Once the Mets had put six seasons in the books — in that Grand Central Terminal year of 1967 — they had tried 38 different third basemen, or more than six wholly new faces per year. The sole survivor from that band of hot cornerers, at least from a still-at-third standpoint, was Ed Charles (No. 32). The Glider glided into 1969 where he shared primary tertiary-base responsibilities with Garrett and Bobby Pfeil (No. 41). It was good enough to add up to a world championship.

Alas, Charles and Pfeil didn’t see 1970, Metwise, while Joe Foy (No. 42), Bob Aspromonte (No. 44), Jim Fregosi (No. 46) and Joe Torre (No. 48) were all hailed as veteran answers as the decade proceeded. Inevitably, though the question reverted to “why not Garrett?” At this momentous moment in 1973, Wayne was all the third baseman the Mets would ever need. Yet within two years, the reliable redhead was being shunted aside in favor of prospective wunderkind Roy Staiger (No. 50).

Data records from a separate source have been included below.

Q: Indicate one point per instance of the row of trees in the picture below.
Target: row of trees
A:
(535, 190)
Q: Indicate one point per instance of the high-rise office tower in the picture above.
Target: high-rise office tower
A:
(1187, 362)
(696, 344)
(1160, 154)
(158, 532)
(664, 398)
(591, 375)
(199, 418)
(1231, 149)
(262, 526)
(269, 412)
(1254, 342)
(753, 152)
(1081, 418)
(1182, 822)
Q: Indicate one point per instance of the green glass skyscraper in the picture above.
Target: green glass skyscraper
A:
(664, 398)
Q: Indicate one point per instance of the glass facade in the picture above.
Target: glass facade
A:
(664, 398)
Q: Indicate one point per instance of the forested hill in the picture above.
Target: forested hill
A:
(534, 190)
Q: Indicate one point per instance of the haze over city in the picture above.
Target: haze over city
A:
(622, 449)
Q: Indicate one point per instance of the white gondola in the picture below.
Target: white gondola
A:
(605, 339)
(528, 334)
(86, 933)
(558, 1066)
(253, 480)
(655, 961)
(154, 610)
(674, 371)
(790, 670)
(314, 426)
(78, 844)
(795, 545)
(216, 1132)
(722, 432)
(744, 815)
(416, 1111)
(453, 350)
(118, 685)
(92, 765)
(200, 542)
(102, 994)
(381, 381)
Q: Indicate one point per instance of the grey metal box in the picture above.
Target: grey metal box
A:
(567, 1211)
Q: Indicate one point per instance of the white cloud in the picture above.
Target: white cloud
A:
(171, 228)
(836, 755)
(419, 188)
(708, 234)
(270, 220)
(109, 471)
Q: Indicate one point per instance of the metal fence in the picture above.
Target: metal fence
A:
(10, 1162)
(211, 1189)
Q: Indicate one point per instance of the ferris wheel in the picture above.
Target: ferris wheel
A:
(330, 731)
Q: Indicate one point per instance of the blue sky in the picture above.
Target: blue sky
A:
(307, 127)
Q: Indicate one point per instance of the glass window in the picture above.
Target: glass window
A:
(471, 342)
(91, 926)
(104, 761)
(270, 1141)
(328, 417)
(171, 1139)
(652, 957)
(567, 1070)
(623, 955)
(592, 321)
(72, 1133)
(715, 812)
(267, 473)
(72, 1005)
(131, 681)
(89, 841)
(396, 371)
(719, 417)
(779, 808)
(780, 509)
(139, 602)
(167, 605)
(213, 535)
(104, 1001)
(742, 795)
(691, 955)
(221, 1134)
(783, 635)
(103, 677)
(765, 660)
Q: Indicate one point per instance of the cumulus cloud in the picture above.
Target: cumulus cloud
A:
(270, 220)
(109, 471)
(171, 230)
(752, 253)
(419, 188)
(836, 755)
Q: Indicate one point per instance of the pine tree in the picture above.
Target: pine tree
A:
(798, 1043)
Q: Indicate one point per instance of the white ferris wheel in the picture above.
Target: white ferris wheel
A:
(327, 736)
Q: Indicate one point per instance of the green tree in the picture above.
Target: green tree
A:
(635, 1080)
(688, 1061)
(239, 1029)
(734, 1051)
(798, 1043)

But Staiger didn’t last. Nor did one-year whiz Lenny Randle (No. 54) or bright-eyed utility guy Bobby Valentine (No. 57), never mind sourpuss extraordinaire Richie Hebner (No. 62). You could be a catcher like John Stearns (No. 60) or Alex Treviño (No. 61) or Mackey Sasser (No. 82) and get a shot at third. You could be iron-gloved like Phil Mankowski (No. 64) or easing to the end of the line like Mike Cubbage (No. 70) or potentially able but obstinately unwilling like Joel Youngblood (No. 56).

Or you could simply be Rich Puig (No. 47), no discernible relation to Yasiel.

You could go on like this, but you get the idea. A lot of Mets dross at third base for seasons on end. A little gold here and there, but with luster of a limited nature or tenure. There’d be a Hubie or a HoJo getting the job done admirably until another assignment beckoned. There’d be a Ray Knight (No. 76) winning a World Series MVP award (but then being shown the door), an Edgardo Alfonzo (No. 100) establishing himself as a pro’s pro (but then accepting a request to focus on second) and a Robin Ventura (No. 114) doing everything you could ask for a while (but then rapidly aging).

Yet across a maturing franchise’s middle age of sifting through what was left of Garry Templeton (No. 89) and Carlos Baerga (No. 103) and John Valentin (No. 123) and Jay Bell (No. 126) while deciphering if there was anything at all to Craig Shipley (No. 86) and Junior Noboa (No. 91) and Aaron Ledesma (No. 101) and Alvaro Espinoza (No. 104) and Kevin Morgan (No. 106) and Shawn Gilbert (No. 110) and Jim Tatum (No. 112) and David Lamb (No. 120), all the way up to whatever it was the Mets saw in Ricky Gutierrez (No. 128), we waited for the count to slow not just chronologically but conceptually. We waited for the third baseman who would so impress for so long that after many a summer we would have to explain that believe it or not, third base wasn’t always a Met strength.

We waited 42½ seasons for No. 129 to arrive and endure. An unfortunate seven-week hiatus that separated us from him just reminded us why.